Many riders begin the Independence Pass route in Aspen, heading toward Twin Lakes. But the ride is awesome in either direction. Glenwood Springs and Leadville are ideal lodging locations if you're planning a multi-day adventure.

Always check CDOT to plan your route, especially if you plan to ride early or late in the season. Independence Pass typically opens around Memorial Day weekend and closes at the end of October. However, even in the summer, this road can be closed due to accidents, wildfires, or extreme weather conditions.

Check out the map to plan your route.

Weather along Independence Pass

When you’re riding in the summer, Independence Pass can throw a little bit of everything at you weather-wise.

You could experience snow, sunshine, and lightning storms on the same day. Storms often form without warning in the mountains, especially during the summer months. To reduce your risk of being caught in a storm, plan to reach the summit earlier in the day, and then spend the rest of the day at lower elevations.

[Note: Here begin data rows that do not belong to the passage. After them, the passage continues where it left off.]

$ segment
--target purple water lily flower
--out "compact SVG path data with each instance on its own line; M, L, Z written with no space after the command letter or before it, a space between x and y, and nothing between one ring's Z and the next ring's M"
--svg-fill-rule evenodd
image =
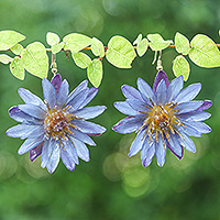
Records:
M25 105L12 107L9 114L21 124L12 127L7 135L26 139L19 154L30 152L33 162L42 155L41 166L53 173L59 157L69 170L74 170L79 158L88 162L89 151L86 144L96 145L90 136L100 135L106 129L86 121L101 114L106 107L84 108L97 95L97 88L88 88L82 81L70 95L67 80L56 75L50 82L42 80L45 102L31 91L20 88L19 95Z
M136 132L129 156L141 151L143 166L148 166L155 154L158 166L163 166L167 148L179 160L184 148L195 153L196 146L189 136L201 136L201 133L211 131L201 121L211 116L204 110L212 102L193 101L201 84L193 84L182 90L183 85L183 76L169 84L166 74L160 70L153 89L142 78L138 79L138 89L122 86L127 100L116 102L114 107L129 117L112 129L122 134Z

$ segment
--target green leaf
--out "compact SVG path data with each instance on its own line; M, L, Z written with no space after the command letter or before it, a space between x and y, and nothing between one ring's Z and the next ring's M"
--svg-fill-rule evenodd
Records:
M189 58L201 67L219 67L220 52L216 43L204 34L197 34L190 42Z
M109 63L119 68L131 68L136 53L131 43L122 36L113 36L108 43L106 57Z
M188 38L178 32L175 35L175 46L176 51L183 55L187 55L190 51Z
M47 32L46 34L46 42L50 46L53 46L55 44L58 44L61 41L59 36L55 33Z
M96 37L92 37L91 40L91 52L94 53L95 56L100 56L100 57L105 56L103 44Z
M64 37L65 50L70 50L72 53L77 53L80 50L91 44L91 38L82 34L68 34Z
M21 80L24 79L24 65L23 61L19 56L15 56L14 59L11 62L10 70L16 78Z
M7 51L24 38L24 35L15 31L0 31L0 51Z
M91 63L90 57L81 52L73 53L72 56L76 65L80 68L87 68L88 65Z
M146 53L147 47L148 47L148 41L146 38L140 41L136 46L136 52L139 56L143 56Z
M46 48L40 42L29 44L21 54L24 68L34 76L46 78L48 72L48 56Z
M151 41L148 45L153 51L162 51L173 43L170 40L164 41L160 34L148 34L147 38Z
M142 34L139 34L139 36L134 41L133 45L136 45L141 40L142 40Z
M188 79L190 69L184 56L179 55L174 59L173 72L176 77L183 75L185 81Z
M63 47L64 47L64 42L61 42L59 44L54 44L52 46L52 53L57 54L62 51Z
M21 52L23 51L23 46L21 44L15 44L14 46L11 47L11 51L15 54L15 55L20 55Z
M0 63L2 64L9 64L13 61L13 58L11 58L10 56L6 55L6 54L0 54Z
M98 88L102 79L102 63L98 58L89 64L87 75L91 84Z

Regardless of your starting point, you’ll likely lose service as you leave town, so check the weather conditions before you continue. If there is bad weather in the forecast, consider delaying your ride.

While the weather at the summit of Independence Pass may differ from lower-elevation towns, here’s what you can expect in nearby Aspen:

Weather information for Aspen, CO

Motorcycle safety tips

This route is not for the faint of heart—it requires riding skills and confidence. Some sections turn into a single-lane road, followed by challenging or steep terrain.

You must be vigilant and aware, especially since some areas don't have guard rails or shoulders. That said, there are plenty of places among the twists and turns to pull over and take in the stunning views.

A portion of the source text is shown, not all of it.